Brittany McHardy, left, and Raychill Snider are learning about UNBC's history through their student jobs. Download high-resolution version
“This gives me more insight into the area culturally and historically. Even though people were signing the petition before I was even born, I hear the same people’s names referred to all the time. Even though I wasn’t here, there’s a certain level of knowledge I have already, where I recognize names people tell me, because I’ve heard them multiple times,” she said.
Snider chose UNBC because she wanted to study out of province, had never been to BC, and was impressed by the university’s environmental studies program.
Snider worked at the External Relations office a few hours a week. She said it was a great way to exercise her communication skills, as the students reached out to more than 500 people. It was also a great way to learn about an important part of UNBC history.
“I really like going to UNBC, and the small university experience,” she said. “I think with this job I’m getting a much deeper insight into the whole university.
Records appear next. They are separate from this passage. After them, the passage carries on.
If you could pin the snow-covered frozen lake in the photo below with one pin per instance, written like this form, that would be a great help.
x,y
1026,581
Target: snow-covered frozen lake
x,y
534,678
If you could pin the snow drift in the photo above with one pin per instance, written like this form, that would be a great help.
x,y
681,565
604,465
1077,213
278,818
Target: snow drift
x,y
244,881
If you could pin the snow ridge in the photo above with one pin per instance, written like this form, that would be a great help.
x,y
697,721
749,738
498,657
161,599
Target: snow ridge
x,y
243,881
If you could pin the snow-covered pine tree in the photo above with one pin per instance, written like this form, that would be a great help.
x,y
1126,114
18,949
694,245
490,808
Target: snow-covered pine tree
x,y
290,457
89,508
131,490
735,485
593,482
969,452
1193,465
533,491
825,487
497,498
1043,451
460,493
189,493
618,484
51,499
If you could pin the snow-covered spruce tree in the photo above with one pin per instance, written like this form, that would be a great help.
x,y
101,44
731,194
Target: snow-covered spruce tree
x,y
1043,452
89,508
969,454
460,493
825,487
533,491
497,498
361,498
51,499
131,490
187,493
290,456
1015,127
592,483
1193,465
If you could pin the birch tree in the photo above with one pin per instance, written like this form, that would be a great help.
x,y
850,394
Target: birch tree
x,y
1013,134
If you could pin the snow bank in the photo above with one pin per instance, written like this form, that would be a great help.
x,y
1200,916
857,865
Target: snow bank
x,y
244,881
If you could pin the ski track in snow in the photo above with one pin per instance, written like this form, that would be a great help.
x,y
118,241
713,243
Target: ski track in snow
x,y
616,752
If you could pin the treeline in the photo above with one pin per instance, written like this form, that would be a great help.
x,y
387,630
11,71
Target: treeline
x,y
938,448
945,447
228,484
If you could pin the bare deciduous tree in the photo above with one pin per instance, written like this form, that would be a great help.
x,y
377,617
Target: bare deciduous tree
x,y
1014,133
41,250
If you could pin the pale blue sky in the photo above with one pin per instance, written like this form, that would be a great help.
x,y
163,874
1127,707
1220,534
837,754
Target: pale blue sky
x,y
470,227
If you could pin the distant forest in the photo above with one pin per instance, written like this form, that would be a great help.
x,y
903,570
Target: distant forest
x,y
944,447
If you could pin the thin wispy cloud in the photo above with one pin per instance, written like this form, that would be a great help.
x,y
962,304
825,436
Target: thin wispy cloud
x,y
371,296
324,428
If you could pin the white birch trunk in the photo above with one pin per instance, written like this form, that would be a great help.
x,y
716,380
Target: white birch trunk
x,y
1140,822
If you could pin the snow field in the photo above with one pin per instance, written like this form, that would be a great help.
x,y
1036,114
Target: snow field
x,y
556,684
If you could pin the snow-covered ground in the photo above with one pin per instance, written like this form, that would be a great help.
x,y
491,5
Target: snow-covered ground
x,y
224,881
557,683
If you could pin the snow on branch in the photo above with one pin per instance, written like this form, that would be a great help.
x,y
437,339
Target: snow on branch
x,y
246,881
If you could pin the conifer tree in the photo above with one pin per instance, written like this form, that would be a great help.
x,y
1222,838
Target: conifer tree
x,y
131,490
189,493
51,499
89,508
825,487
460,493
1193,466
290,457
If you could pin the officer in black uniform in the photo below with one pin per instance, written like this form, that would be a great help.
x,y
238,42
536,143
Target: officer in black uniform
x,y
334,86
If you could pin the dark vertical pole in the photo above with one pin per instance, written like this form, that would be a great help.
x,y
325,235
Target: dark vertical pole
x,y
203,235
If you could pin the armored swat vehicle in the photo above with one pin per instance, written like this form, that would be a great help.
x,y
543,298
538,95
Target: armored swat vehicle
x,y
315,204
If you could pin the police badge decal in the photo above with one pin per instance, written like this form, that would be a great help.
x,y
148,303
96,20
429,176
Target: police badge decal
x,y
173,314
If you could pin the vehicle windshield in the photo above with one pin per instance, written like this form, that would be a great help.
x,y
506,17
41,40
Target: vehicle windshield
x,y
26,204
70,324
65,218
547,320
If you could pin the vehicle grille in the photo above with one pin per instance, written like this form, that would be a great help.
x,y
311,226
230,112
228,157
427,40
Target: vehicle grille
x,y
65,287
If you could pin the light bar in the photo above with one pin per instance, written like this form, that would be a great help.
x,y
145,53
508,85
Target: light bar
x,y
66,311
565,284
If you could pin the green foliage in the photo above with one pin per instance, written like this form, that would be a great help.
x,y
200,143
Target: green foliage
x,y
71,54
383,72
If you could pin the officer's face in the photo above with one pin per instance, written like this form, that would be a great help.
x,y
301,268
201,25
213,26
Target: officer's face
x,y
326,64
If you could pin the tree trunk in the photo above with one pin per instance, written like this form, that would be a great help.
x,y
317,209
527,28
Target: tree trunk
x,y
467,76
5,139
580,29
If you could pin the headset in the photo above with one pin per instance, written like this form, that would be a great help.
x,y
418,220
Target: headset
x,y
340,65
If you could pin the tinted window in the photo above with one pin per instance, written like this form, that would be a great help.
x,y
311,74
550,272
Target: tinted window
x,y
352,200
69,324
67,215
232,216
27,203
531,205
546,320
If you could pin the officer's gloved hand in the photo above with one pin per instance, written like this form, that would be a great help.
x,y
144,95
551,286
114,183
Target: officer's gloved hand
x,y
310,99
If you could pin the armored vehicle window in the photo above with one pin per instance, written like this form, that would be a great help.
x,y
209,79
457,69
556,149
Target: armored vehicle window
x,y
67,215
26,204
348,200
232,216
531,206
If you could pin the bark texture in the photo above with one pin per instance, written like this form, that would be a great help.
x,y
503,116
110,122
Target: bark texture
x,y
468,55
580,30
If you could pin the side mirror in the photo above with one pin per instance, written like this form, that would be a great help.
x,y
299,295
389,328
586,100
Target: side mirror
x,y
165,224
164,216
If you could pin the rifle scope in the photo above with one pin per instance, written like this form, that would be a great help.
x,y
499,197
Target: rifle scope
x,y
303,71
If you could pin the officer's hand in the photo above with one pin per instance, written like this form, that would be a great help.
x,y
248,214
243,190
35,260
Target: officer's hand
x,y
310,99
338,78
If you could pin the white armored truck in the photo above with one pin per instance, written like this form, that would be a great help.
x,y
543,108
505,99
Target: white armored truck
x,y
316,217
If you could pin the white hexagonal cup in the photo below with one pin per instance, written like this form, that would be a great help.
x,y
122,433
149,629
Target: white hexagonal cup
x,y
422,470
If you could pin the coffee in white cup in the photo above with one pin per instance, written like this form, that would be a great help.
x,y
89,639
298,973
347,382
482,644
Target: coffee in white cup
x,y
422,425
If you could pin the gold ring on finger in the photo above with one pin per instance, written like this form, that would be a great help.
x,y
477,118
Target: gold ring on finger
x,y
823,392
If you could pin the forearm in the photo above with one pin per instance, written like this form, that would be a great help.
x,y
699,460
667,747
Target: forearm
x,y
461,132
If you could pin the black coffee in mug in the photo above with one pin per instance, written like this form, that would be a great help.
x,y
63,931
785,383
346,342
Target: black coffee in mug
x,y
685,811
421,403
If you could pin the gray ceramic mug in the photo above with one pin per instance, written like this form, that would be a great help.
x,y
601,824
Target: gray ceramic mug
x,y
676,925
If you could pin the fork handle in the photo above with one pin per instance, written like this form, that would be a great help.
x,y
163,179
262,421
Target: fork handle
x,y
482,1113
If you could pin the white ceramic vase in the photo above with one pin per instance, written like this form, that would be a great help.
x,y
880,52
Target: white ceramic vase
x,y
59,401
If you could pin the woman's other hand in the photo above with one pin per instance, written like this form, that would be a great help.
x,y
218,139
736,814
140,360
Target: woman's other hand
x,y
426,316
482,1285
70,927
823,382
I’m in a very privileged situation very few students will get to experience; I get to know a lot more about the university than most students will ever know, on a personal level.”
Brittany McHardy was a 2nd year natural resource management student from Meaford, Ont. She liked the idea of attending UNBC because she’s from a smaller community, and UNBC offered the program she wanted.
Working on the 16,000 project was rewarding, according to McHardy, because she spoke with the people who made her university.
“It’s only been 25 years, but the impact the university has had on the community is impressive,” said McHardy.